Изменить размер шрифта - +

И сейчас Тенишев подумал: а вдруг это приехала та самая семья, и та же телега стоит сейчас у крайнего дома улицы.

Стук в окно, телега на рассвете – это все складывалось во что то, способное занять предстоящий день. Год, один год, как я здесь, и как далеко отступила прежняя жизнь, подумал он.

Целый день Тенишев никуда не ходил, читал, и чувство ожидания не отпускало его.

Когда небо начало темнеть и все звуки стали отчетливыми, он вышел на огород и пошел туда, где горел костер, напрямик, через чужие грядки.

Они вот так идут и рвут, что ни попадя, думал он.

Подойдя близко, Тенишев остановился.

Он увидел сборы. Заканчивали укладывать телегу, лошадь била копытом о землю, костер заливали водой. Тенишев остановился в темноте, радуясь, что не успел подойти. Когда телега была полностью нагружена, с нее соскочил цыганенок и стал мочиться на уцелевшие угли. С телеги засмеялись, цыганенок засмеялся тоже и побежал в темноту, догоняя своих. На фоне звездного неба чернел дом.

Постояв еще немного, Тенишев обошел дом вокруг.

Возвращаясь по тихой, застывшей до немоты улице, он захотел уехать куда нибудь бесконечно далеко. Это желание, вырвавшись из прошедшего дня, изменило течение времени, и даже предстоящая ночь казалась уже пережитой.

 

2

 

Приехав после университета в эту деревню, Тенишев не мог привыкнуть к тому, что дом, в котором его поселили, сейчас принадлежит ему, хотя бы и временно. Стены, окна, крыльцо – все это казалось ненастоящим, как декорации, сделанные учителем труда для школьного театра. Учитель осознавал условность дома с открытым окном, но делал свою работу так, как только и научился однажды.
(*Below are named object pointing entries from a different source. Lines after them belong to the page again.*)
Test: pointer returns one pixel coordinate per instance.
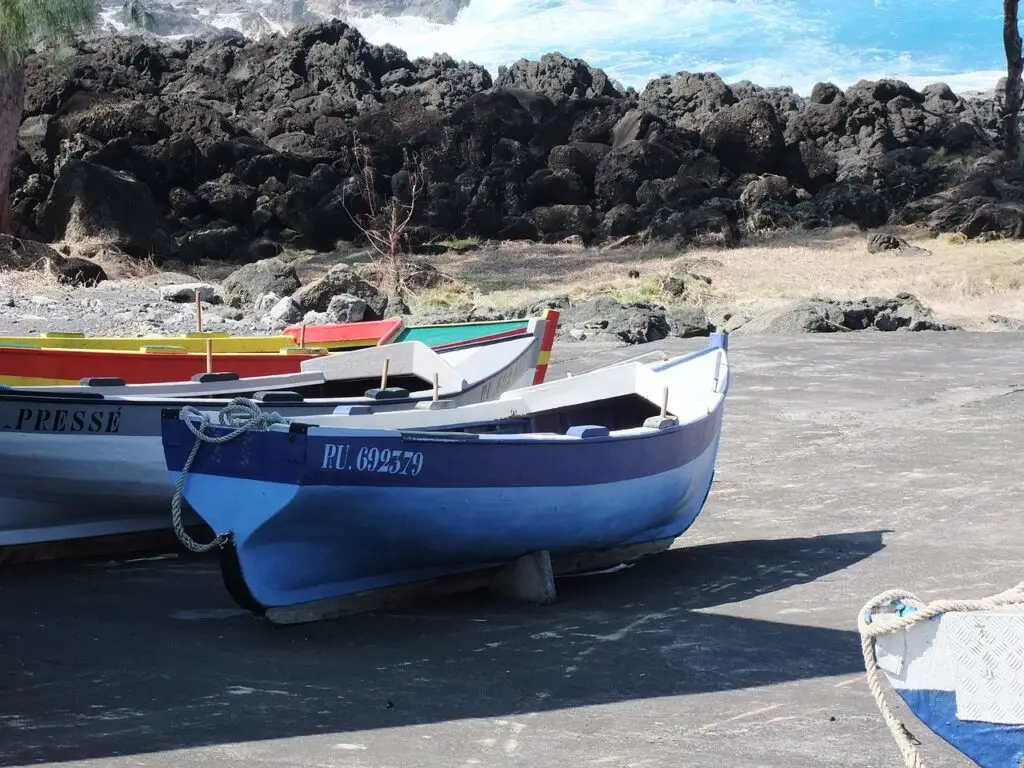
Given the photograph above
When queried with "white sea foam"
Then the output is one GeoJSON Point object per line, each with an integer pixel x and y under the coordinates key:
{"type": "Point", "coordinates": [769, 42]}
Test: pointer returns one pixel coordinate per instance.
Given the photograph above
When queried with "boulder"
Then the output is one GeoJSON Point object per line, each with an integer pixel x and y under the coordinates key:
{"type": "Point", "coordinates": [340, 280]}
{"type": "Point", "coordinates": [250, 282]}
{"type": "Point", "coordinates": [89, 203]}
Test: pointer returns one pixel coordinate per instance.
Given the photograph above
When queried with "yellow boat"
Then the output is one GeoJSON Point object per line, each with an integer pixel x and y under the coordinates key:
{"type": "Point", "coordinates": [330, 337]}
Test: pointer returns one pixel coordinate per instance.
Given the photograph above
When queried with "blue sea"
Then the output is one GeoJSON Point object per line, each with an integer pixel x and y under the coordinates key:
{"type": "Point", "coordinates": [770, 42]}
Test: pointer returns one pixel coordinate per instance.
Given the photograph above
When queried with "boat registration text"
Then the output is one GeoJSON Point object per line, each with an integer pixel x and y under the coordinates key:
{"type": "Point", "coordinates": [372, 459]}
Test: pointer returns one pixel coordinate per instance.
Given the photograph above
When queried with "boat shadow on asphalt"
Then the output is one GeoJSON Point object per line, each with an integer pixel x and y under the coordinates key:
{"type": "Point", "coordinates": [104, 658]}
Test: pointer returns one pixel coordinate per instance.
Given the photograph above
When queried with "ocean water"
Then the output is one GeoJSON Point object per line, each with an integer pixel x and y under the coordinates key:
{"type": "Point", "coordinates": [769, 42]}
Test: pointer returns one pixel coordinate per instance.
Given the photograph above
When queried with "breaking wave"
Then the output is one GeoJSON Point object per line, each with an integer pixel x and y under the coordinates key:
{"type": "Point", "coordinates": [769, 42]}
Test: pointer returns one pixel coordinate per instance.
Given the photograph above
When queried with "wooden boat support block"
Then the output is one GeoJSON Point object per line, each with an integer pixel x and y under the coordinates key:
{"type": "Point", "coordinates": [378, 600]}
{"type": "Point", "coordinates": [527, 580]}
{"type": "Point", "coordinates": [141, 543]}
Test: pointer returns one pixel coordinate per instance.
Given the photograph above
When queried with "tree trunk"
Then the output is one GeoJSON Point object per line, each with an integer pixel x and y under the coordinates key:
{"type": "Point", "coordinates": [1015, 66]}
{"type": "Point", "coordinates": [11, 105]}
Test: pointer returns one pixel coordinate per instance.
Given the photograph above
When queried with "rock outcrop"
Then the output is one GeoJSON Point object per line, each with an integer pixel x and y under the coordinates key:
{"type": "Point", "coordinates": [200, 147]}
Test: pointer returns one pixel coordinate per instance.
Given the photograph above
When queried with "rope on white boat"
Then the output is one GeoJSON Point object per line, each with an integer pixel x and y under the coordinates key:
{"type": "Point", "coordinates": [242, 414]}
{"type": "Point", "coordinates": [872, 626]}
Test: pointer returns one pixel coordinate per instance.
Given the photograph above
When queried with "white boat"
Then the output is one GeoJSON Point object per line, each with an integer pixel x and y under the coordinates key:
{"type": "Point", "coordinates": [957, 665]}
{"type": "Point", "coordinates": [79, 462]}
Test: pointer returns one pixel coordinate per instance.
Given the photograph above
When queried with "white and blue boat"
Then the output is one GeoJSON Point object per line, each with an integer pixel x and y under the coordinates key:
{"type": "Point", "coordinates": [958, 667]}
{"type": "Point", "coordinates": [317, 508]}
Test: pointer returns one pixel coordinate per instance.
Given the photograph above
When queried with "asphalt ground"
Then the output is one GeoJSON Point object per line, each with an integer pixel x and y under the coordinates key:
{"type": "Point", "coordinates": [849, 464]}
Это было настоящее окно и настоящая стена, и Тенишев чувствовал, как учитель отводит взгляд от внутренней, невидимой залу стороны стены – разве можно было представить жизнь рядом с неоструганными досками и торчащими из них щепками, отколотыми вбитыми снаружи гвоздями?

 

Тенишев родился незадолго до того, как родители начали строить свой дом, и появление первых чувств совпадало с вырастающими стенами, стропилами, сцепленными вверху, как пальцы рук, – и главным тогда был цвет гладкого и свежего дерева. Дом строился медленно, постепенно добавляя себе новые чувства: каждое окно смотрело по своему, расходящиеся лучи дощечек фронтона застывали, окружая игрушечное чердачное окошко. И наибольшее восхищение, до странной тревоги и дрожи в ногах, вызывало плавное и неостановимое движение верхнего края крыши рядом с огромными мягкими облаками.
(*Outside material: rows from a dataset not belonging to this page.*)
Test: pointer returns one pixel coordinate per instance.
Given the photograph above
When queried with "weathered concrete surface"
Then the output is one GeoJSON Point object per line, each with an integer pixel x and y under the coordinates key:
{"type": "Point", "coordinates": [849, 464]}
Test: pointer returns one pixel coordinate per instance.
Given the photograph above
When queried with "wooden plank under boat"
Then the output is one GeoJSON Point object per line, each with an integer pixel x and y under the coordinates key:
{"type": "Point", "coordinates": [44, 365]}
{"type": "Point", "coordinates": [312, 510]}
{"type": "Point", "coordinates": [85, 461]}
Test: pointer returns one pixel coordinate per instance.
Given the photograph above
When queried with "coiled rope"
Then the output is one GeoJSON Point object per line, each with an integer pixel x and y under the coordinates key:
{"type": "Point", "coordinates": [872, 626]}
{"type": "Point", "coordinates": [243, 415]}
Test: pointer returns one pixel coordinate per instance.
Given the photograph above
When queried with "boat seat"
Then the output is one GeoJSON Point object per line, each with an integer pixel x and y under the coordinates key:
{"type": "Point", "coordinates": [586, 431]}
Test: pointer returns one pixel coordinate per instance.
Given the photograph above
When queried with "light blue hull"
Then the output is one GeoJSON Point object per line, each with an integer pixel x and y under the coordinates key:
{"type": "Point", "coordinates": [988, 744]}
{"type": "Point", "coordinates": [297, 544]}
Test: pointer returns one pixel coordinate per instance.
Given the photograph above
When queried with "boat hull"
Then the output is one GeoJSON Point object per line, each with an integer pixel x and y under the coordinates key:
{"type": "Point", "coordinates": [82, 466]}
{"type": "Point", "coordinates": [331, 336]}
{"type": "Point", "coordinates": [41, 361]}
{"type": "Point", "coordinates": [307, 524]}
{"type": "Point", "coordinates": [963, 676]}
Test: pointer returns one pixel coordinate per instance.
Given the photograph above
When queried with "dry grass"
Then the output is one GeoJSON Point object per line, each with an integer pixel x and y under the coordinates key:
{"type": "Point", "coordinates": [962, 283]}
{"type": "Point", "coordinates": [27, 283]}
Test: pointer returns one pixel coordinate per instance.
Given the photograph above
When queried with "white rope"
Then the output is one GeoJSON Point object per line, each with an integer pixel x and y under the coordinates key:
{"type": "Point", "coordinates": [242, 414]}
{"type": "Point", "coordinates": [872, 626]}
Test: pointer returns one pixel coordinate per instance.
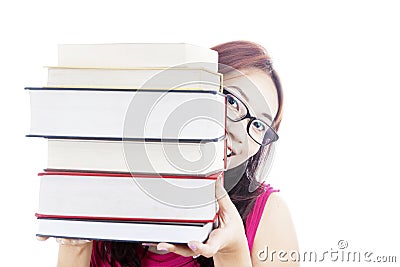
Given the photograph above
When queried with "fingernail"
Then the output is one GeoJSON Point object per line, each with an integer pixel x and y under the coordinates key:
{"type": "Point", "coordinates": [192, 246]}
{"type": "Point", "coordinates": [162, 249]}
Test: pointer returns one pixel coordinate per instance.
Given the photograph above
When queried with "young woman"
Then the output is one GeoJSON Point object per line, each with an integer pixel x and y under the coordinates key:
{"type": "Point", "coordinates": [254, 221]}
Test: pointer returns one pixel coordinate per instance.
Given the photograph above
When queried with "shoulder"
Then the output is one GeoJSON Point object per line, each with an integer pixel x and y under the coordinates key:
{"type": "Point", "coordinates": [275, 232]}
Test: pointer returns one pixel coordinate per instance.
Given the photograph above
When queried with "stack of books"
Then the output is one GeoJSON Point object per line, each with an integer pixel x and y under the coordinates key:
{"type": "Point", "coordinates": [136, 142]}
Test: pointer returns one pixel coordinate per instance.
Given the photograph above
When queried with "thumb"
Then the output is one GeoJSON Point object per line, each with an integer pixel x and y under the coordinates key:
{"type": "Point", "coordinates": [224, 201]}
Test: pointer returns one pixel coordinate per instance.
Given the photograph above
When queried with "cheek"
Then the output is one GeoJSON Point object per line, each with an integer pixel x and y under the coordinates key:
{"type": "Point", "coordinates": [251, 147]}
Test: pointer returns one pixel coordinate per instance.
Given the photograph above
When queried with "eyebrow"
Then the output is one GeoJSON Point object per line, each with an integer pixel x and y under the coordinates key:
{"type": "Point", "coordinates": [240, 91]}
{"type": "Point", "coordinates": [267, 116]}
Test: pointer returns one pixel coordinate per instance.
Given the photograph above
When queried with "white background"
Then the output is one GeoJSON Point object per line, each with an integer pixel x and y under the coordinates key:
{"type": "Point", "coordinates": [337, 158]}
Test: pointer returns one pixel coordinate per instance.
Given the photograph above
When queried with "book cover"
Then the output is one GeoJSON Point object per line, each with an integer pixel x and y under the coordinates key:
{"type": "Point", "coordinates": [127, 114]}
{"type": "Point", "coordinates": [127, 197]}
{"type": "Point", "coordinates": [150, 78]}
{"type": "Point", "coordinates": [135, 156]}
{"type": "Point", "coordinates": [138, 55]}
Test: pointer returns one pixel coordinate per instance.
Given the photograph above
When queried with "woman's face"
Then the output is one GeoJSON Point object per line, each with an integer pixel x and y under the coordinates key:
{"type": "Point", "coordinates": [257, 91]}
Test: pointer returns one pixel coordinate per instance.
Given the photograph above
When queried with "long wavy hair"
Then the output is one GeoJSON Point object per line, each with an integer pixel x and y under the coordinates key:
{"type": "Point", "coordinates": [237, 55]}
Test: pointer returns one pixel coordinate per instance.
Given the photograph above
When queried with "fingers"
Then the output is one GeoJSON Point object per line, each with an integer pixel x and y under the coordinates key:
{"type": "Point", "coordinates": [183, 250]}
{"type": "Point", "coordinates": [42, 238]}
{"type": "Point", "coordinates": [207, 250]}
{"type": "Point", "coordinates": [72, 242]}
{"type": "Point", "coordinates": [66, 241]}
{"type": "Point", "coordinates": [224, 202]}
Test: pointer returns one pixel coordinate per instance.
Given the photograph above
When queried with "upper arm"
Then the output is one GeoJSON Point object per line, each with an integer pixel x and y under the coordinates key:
{"type": "Point", "coordinates": [275, 238]}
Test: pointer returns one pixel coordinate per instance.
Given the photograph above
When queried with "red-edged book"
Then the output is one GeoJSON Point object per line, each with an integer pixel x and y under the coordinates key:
{"type": "Point", "coordinates": [127, 207]}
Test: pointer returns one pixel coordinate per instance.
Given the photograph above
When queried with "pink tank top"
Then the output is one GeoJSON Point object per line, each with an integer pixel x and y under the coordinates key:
{"type": "Point", "coordinates": [174, 260]}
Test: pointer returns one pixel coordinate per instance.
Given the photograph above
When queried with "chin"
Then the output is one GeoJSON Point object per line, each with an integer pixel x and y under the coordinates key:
{"type": "Point", "coordinates": [233, 161]}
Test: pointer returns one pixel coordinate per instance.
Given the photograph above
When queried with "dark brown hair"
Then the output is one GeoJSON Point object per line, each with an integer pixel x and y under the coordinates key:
{"type": "Point", "coordinates": [237, 55]}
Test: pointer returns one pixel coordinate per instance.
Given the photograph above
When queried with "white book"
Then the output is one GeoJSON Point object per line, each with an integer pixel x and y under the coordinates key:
{"type": "Point", "coordinates": [127, 114]}
{"type": "Point", "coordinates": [136, 156]}
{"type": "Point", "coordinates": [124, 231]}
{"type": "Point", "coordinates": [137, 55]}
{"type": "Point", "coordinates": [150, 78]}
{"type": "Point", "coordinates": [123, 197]}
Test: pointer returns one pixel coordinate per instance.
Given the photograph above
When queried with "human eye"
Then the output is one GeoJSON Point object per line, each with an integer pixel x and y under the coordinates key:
{"type": "Point", "coordinates": [259, 126]}
{"type": "Point", "coordinates": [232, 102]}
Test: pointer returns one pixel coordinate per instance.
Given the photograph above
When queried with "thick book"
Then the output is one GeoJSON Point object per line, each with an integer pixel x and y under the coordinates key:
{"type": "Point", "coordinates": [137, 55]}
{"type": "Point", "coordinates": [127, 114]}
{"type": "Point", "coordinates": [127, 197]}
{"type": "Point", "coordinates": [125, 231]}
{"type": "Point", "coordinates": [138, 157]}
{"type": "Point", "coordinates": [150, 78]}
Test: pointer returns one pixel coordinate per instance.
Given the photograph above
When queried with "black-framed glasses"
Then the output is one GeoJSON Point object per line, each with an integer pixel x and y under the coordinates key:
{"type": "Point", "coordinates": [257, 129]}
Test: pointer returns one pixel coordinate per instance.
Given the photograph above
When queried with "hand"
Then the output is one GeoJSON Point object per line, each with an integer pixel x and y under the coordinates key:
{"type": "Point", "coordinates": [228, 240]}
{"type": "Point", "coordinates": [66, 241]}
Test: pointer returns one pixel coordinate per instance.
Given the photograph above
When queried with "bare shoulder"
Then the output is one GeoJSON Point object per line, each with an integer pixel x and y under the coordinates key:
{"type": "Point", "coordinates": [275, 234]}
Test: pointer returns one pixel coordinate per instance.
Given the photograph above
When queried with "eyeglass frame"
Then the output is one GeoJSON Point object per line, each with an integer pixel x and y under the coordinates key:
{"type": "Point", "coordinates": [251, 119]}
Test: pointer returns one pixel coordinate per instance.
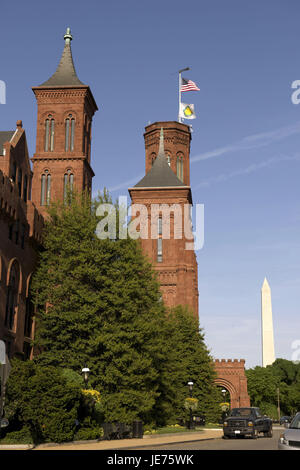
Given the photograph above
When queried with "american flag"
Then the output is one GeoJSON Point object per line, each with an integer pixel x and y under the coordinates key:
{"type": "Point", "coordinates": [188, 85]}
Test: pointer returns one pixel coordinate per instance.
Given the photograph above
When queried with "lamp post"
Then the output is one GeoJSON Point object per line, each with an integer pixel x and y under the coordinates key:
{"type": "Point", "coordinates": [85, 371]}
{"type": "Point", "coordinates": [190, 385]}
{"type": "Point", "coordinates": [278, 403]}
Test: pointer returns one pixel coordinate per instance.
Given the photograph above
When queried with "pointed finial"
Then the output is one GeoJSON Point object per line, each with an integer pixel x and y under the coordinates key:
{"type": "Point", "coordinates": [265, 284]}
{"type": "Point", "coordinates": [68, 37]}
{"type": "Point", "coordinates": [161, 142]}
Шло время, незаметно тускнел цвет когда то яркой свежей древесины, и первые ясные воспоминания становились прошедшим временем детства. И время это тоже было общим с домом – одновременно начавшись, оно стало ощутимым и видимым в изменяющемся цвете стен дома, в неостановимом полете края крыши рядом с облаками. Ощущение легкого, почти неразличимого гула времени не исчезало никогда.

Там я вырос, а здесь просто живу, думал часто Тенишев, и кажущееся случайным слово «просто» почему то всегда проступало колючей болью. Два далеко разнесенных в пространстве дома, два чувства дрожали, не соединяясь, как далекие звезды в ночном небе.

Вечерами, вернувшись из школы, Тенишев садился за стол и ощущал тревогу, заполнявшую сразу всю комнату. И однажды, в шутку, несложно рассчитал относительное расположение двух домов в пространстве. Оказалось, стол стоит под углом к тому положению, в котором Тенишев сидел в детстве в своей комнате за столом. Передвинув стол, совместив, не переставая при этом улыбаться, направления, он вдруг ощутил легкость и покой. Ощущение покоя скоро, впрочем, прошло, но Тенишев не стал больше передвигать стол, который теперь стоял у дивана, посреди комнаты.

 

3

 

Тенишев уже несколько раз включал свет, поднимался, хотя и знал, что все равно читать не будет, ходил по комнате, курил, скользя взглядом по корешкам книг, надеясь найти ту, за которой потянулась бы рука.